For example, the "bottom-up" method is grown at 900 ° C. to 1150 ° C. and 50 torr to 500 torr, MOCVD (metal-organic chemical vapor deposition), MBE (Molecular Beam Epitaxy) or HVPE (Hydride Vapor Phase) Epitaxy may be used, etc. In addition, in the “Top-down” method, physical or chemical etching may be used.

The three-dimensional structure 141 is a cone; polygonal pyramid; cylinder; polygonal column; circular ring; polygonal ring; hemisphere; conical, polygonal pyramid, circular ring and polygonal ring shape truncated to have a flat top; a cone, a polygonal pyramid and a polygonal column including a hollow depression in the form of a cylinder; and a column in the form of a line; It may include one or more selected from the group consisting of structures.

The step of forming the light emitting layer ( S123 ) is a step of forming the light emitting layer 142 on the 3D structure 141 to form the 3D light emitting structure 140 . The three-dimensional light emitting structure 140 is a structure that is connected to a semiconductor layer and emits light in a single and/or various wavelength bands.

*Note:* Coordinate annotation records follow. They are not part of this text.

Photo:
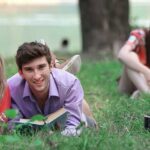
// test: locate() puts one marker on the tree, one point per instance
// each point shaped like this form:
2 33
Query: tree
104 24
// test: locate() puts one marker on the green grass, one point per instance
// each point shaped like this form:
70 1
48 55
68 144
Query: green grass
120 119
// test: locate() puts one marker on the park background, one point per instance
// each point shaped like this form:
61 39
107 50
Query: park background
51 20
120 118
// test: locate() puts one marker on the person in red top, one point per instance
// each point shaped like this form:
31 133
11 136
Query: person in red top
135 55
4 93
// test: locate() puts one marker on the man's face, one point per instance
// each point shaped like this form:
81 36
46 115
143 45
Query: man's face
36 73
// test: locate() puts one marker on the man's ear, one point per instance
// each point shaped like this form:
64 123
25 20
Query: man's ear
21 73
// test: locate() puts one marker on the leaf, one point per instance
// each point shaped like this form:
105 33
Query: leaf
37 118
11 113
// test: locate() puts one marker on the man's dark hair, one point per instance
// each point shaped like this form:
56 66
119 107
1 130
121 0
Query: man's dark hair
31 50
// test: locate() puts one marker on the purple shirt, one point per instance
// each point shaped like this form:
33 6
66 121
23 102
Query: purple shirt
65 91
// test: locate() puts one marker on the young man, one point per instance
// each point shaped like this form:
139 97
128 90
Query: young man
40 89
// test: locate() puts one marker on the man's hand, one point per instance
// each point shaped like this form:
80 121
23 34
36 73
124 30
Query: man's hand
140 36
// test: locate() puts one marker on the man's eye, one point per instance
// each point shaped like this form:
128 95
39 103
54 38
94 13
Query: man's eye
42 67
28 69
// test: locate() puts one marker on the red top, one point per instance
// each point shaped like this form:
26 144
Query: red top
5 101
141 52
138 36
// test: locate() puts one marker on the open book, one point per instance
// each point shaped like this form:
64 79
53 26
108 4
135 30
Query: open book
55 120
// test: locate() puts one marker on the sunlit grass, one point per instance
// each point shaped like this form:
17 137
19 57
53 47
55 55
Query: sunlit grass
120 119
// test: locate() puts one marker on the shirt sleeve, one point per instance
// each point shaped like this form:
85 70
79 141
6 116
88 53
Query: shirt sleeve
73 104
11 125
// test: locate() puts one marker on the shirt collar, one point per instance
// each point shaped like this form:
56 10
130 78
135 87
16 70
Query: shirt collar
53 90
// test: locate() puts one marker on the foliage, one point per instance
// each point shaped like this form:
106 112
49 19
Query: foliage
120 119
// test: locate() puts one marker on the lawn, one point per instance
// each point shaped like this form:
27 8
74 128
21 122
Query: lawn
120 119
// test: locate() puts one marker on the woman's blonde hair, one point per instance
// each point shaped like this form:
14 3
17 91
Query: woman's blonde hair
2 78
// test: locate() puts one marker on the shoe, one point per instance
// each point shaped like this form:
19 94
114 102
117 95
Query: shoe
73 65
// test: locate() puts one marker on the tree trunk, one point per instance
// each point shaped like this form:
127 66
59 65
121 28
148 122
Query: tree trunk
104 24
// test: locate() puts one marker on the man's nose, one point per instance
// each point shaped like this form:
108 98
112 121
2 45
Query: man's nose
36 74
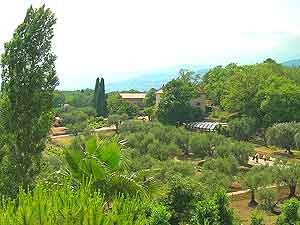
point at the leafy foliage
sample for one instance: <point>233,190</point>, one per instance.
<point>117,105</point>
<point>175,104</point>
<point>150,98</point>
<point>290,213</point>
<point>28,81</point>
<point>101,162</point>
<point>265,91</point>
<point>283,135</point>
<point>68,206</point>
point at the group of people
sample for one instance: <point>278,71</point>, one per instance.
<point>256,157</point>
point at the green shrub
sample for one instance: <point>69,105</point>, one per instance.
<point>257,218</point>
<point>160,215</point>
<point>242,128</point>
<point>290,213</point>
<point>268,199</point>
<point>64,205</point>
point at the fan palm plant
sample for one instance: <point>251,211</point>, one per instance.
<point>101,161</point>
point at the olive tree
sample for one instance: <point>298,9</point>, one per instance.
<point>257,177</point>
<point>283,135</point>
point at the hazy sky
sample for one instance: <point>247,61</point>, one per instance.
<point>115,38</point>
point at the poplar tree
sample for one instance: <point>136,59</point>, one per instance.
<point>28,82</point>
<point>102,97</point>
<point>97,99</point>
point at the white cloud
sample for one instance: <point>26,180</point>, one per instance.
<point>115,36</point>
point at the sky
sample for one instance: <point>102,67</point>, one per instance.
<point>116,38</point>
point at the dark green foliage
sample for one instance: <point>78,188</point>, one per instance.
<point>239,150</point>
<point>100,98</point>
<point>182,194</point>
<point>160,215</point>
<point>150,98</point>
<point>117,105</point>
<point>28,81</point>
<point>175,104</point>
<point>226,166</point>
<point>268,91</point>
<point>290,213</point>
<point>116,120</point>
<point>257,177</point>
<point>257,219</point>
<point>64,205</point>
<point>213,211</point>
<point>242,128</point>
<point>283,135</point>
<point>79,99</point>
<point>267,198</point>
<point>289,174</point>
<point>101,162</point>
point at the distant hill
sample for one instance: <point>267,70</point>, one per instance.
<point>292,63</point>
<point>143,81</point>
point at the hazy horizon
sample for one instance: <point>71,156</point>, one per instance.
<point>119,39</point>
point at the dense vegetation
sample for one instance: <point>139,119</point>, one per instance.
<point>145,171</point>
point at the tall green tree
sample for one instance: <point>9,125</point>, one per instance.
<point>150,98</point>
<point>175,104</point>
<point>283,135</point>
<point>28,81</point>
<point>102,97</point>
<point>95,93</point>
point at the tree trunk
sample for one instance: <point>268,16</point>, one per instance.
<point>292,187</point>
<point>252,202</point>
<point>288,149</point>
<point>117,127</point>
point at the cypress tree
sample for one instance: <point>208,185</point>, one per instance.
<point>95,92</point>
<point>97,100</point>
<point>102,98</point>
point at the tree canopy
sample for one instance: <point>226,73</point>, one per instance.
<point>28,81</point>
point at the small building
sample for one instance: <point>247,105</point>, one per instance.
<point>135,98</point>
<point>206,126</point>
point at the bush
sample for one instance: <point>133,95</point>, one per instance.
<point>228,166</point>
<point>160,215</point>
<point>257,218</point>
<point>268,198</point>
<point>239,150</point>
<point>64,205</point>
<point>170,168</point>
<point>290,213</point>
<point>182,195</point>
<point>213,211</point>
<point>242,128</point>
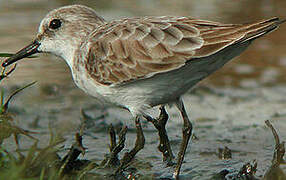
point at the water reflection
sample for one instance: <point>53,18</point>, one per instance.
<point>19,21</point>
<point>55,98</point>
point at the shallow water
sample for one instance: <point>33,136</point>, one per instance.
<point>228,109</point>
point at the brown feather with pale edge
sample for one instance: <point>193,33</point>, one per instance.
<point>128,49</point>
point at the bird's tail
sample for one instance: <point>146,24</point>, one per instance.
<point>258,29</point>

The three-dimensional light-emitting structure 140, since the light-emitting layer 142 is formed along the surface of the three-dimensional structure 141, has substantially the same size, shape, and arrangement interval (shape) as the three-dimensional structure 141, 3 shape, size (eg, height, volume, cross-sectional area, diameter, length, base length, etc.), component, arrangement (eg, center-to-center spacing, arrangement shape, density, etc.), component, growth of the dimensional structure The emission wavelength may be controlled by at least one factor of the method and the crystal structure, and may be further controlled by the configuration of the emission layer 142 . For example, as shown in FIG. 3 , the emission wavelength is divided in sub-pixel units, and the shape, size, and/or interval of the three-dimensional structure 141 is adjusted in the sub-pixel to control various emission wavelengths, that is, visible light (red light). , green and blue), white light, and a sub-pixel divided into light emitting regions of various wavelengths such as broadband may be formed.

The three-dimensional light emitting structure 140 may have a diameter (or a bottom length) of 50 nm to 30 μm and/or a height (or length) of 50 nm to 10 μm. The light emitting structure 140 may emit light of a longer wavelength as the height increases.

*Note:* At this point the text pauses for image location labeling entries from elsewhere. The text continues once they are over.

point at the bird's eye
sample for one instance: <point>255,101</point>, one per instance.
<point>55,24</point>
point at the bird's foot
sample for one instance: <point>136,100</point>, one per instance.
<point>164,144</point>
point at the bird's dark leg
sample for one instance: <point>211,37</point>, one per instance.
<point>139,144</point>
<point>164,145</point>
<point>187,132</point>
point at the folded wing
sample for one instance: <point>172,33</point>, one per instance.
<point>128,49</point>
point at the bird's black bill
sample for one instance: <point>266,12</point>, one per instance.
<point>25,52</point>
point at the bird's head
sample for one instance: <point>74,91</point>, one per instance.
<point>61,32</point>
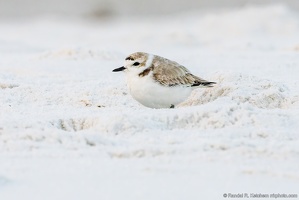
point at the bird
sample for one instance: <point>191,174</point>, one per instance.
<point>157,82</point>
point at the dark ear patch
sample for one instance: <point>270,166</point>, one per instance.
<point>129,58</point>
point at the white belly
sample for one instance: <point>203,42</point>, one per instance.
<point>151,94</point>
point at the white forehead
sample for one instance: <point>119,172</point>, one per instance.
<point>149,61</point>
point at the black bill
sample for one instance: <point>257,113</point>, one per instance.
<point>119,69</point>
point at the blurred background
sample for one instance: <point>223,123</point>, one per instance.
<point>97,9</point>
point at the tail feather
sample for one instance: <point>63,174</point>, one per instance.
<point>204,84</point>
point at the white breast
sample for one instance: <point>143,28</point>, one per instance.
<point>152,94</point>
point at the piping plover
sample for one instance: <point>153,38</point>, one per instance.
<point>157,82</point>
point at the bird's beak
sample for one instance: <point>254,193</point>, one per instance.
<point>119,69</point>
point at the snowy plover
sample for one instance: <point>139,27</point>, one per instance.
<point>157,82</point>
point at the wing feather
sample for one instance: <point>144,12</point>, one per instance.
<point>170,73</point>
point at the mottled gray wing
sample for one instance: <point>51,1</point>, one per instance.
<point>170,73</point>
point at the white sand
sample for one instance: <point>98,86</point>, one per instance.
<point>70,130</point>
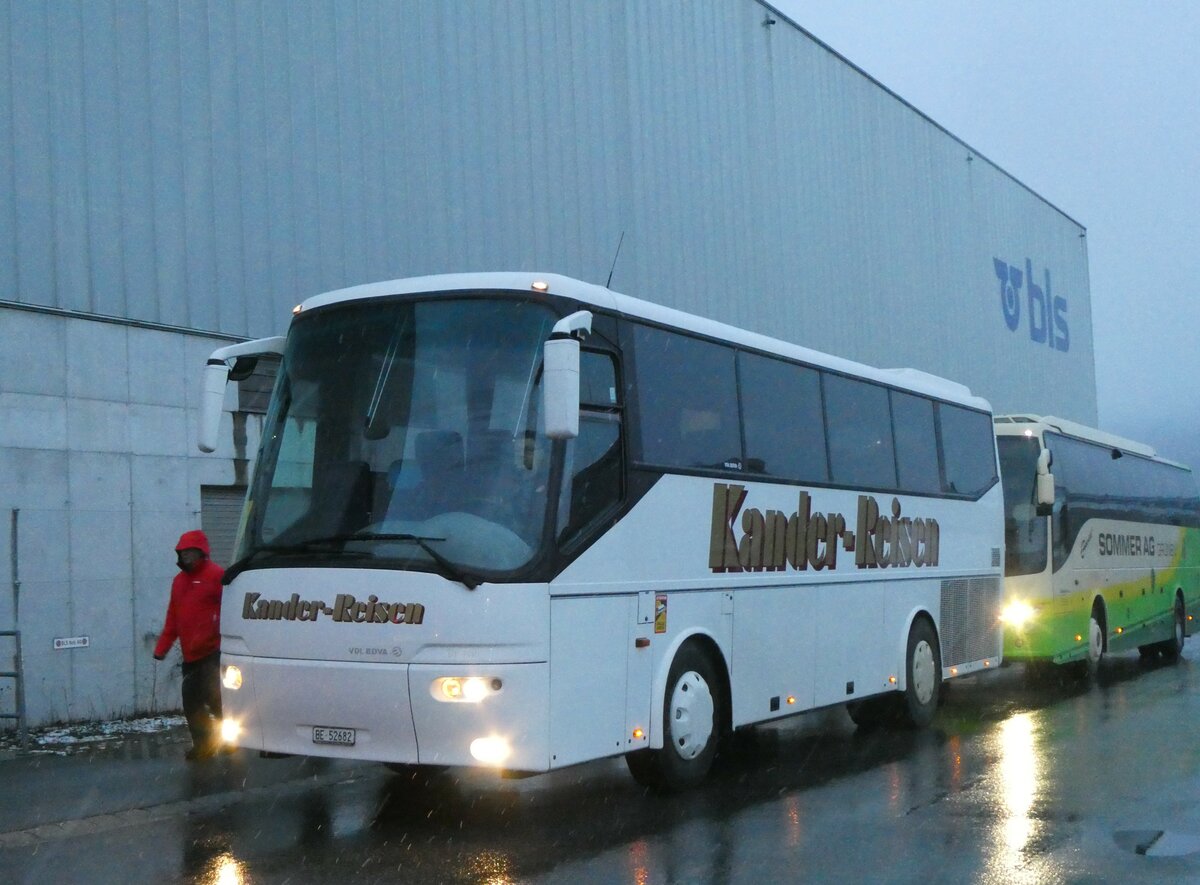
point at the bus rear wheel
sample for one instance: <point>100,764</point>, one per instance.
<point>693,712</point>
<point>923,676</point>
<point>1173,648</point>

The three-dimensional light emitting structure 140 is arranged to have a center-to-center spacing of 10 nm to 50 μm. That is, the distance between the centers of the three-dimensional light emitting structure 140 may be at a level corresponding to the distance between the centers of the patterned openings formed in the mask layer. The three-dimensional light emitting structure 140 may emit light of a longer wavelength as the distance between the structures increases.

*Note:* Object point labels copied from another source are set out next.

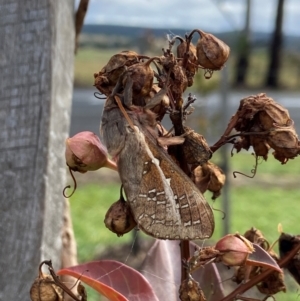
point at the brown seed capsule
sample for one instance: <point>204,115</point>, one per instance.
<point>212,53</point>
<point>271,284</point>
<point>268,125</point>
<point>107,78</point>
<point>209,177</point>
<point>192,62</point>
<point>44,289</point>
<point>195,148</point>
<point>85,152</point>
<point>235,249</point>
<point>142,76</point>
<point>118,218</point>
<point>190,290</point>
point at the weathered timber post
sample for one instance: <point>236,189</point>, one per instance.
<point>36,70</point>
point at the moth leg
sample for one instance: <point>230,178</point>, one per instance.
<point>127,94</point>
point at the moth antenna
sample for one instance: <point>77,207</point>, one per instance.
<point>69,186</point>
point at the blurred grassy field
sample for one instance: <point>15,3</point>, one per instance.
<point>270,198</point>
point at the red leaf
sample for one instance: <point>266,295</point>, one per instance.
<point>162,267</point>
<point>113,279</point>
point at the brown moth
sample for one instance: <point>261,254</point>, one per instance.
<point>164,201</point>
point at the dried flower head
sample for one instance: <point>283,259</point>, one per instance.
<point>109,75</point>
<point>235,249</point>
<point>212,53</point>
<point>265,124</point>
<point>85,152</point>
<point>119,218</point>
<point>209,176</point>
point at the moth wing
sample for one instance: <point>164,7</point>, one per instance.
<point>167,204</point>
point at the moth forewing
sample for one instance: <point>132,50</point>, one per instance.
<point>165,203</point>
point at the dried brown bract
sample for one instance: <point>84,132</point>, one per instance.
<point>273,283</point>
<point>209,177</point>
<point>287,243</point>
<point>191,66</point>
<point>159,109</point>
<point>118,218</point>
<point>48,287</point>
<point>190,290</point>
<point>107,78</point>
<point>212,53</point>
<point>195,148</point>
<point>44,289</point>
<point>265,124</point>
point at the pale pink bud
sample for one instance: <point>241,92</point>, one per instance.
<point>234,249</point>
<point>85,152</point>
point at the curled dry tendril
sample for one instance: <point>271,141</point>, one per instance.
<point>219,210</point>
<point>69,186</point>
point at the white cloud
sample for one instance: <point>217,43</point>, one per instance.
<point>211,15</point>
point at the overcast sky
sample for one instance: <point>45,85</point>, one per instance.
<point>210,15</point>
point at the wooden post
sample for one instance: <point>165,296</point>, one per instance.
<point>36,67</point>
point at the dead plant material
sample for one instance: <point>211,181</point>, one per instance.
<point>107,78</point>
<point>212,53</point>
<point>190,290</point>
<point>287,243</point>
<point>195,148</point>
<point>118,218</point>
<point>209,176</point>
<point>273,283</point>
<point>265,124</point>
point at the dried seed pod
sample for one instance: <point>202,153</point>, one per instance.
<point>256,236</point>
<point>212,53</point>
<point>285,143</point>
<point>118,218</point>
<point>107,78</point>
<point>273,283</point>
<point>44,289</point>
<point>235,249</point>
<point>209,177</point>
<point>195,148</point>
<point>161,108</point>
<point>190,290</point>
<point>268,125</point>
<point>85,152</point>
<point>262,111</point>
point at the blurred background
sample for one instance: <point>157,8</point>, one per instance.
<point>264,37</point>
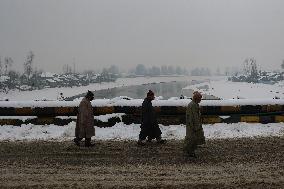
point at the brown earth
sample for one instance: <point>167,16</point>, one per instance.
<point>227,163</point>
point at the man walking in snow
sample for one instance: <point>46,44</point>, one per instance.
<point>149,126</point>
<point>194,131</point>
<point>85,121</point>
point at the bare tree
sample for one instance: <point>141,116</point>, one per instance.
<point>8,61</point>
<point>28,64</point>
<point>0,66</point>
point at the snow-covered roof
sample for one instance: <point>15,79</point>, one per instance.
<point>47,74</point>
<point>138,102</point>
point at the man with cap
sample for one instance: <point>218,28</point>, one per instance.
<point>149,125</point>
<point>194,131</point>
<point>85,121</point>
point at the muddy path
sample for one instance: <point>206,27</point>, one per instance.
<point>226,163</point>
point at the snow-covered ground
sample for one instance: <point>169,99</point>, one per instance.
<point>252,93</point>
<point>53,93</point>
<point>130,132</point>
<point>228,90</point>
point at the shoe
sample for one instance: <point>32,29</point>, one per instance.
<point>141,143</point>
<point>89,145</point>
<point>191,155</point>
<point>149,140</point>
<point>77,143</point>
<point>161,141</point>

The light emitting layer 142 is an active layer including a light emitting material and formed of a single or multiple layers. The light emitting layer 142 may control the wavelength of light emitted by adjusting thickness, growth rate, concentration ratio of constituents, migration, number of layers, and the like. More specifically, the light emitting layer 142, in order to control the wavelength of light emitted, depending on the surface of the three-dimensional structure 141, for example, the thickness of the active layer according to the side (or, inclined surface), the top surface, etc., the growth rate , it is possible to adjust the wavelength of the light emitted by changing one or more selected from the group consisting of the concentration ratio and migration and the number of layers of the components. For example, as shown in FIG. 3 , when the InGaN/GaN emission layer is formed, the emission wavelength may vary depending on the shape of the 3D structure 141 . In addition, in order to control the wavelength of the emitted light, when the light emitting layer 142 is grown on the 3D structure 141 , the degree of in-migration in the light emitting layer 142 may be controlled.

The light emitting layer 142 includes a quantum well, for example, a multi-quantum well (MQW) structure, and includes GaN, GaNP, GaNAs, GaNSb, AlGaN, BAlGaN, GaAlNP, GaAlNAs, InAlGaN, GaAlNSb, GaInNP. , may include at least one selected from the group consisting of GaInNAs and GaInNSb, preferably InGaN or InGaN/GaN. The light emitting layer 142 is formed to a thickness of 2 nm to 100 nm, and may be formed as a single or multiple layers. In addition, as shown in FIG. 4 , the light emitting layer 142 may have a different thickness depending on the position and shape in the 3D structure 141 .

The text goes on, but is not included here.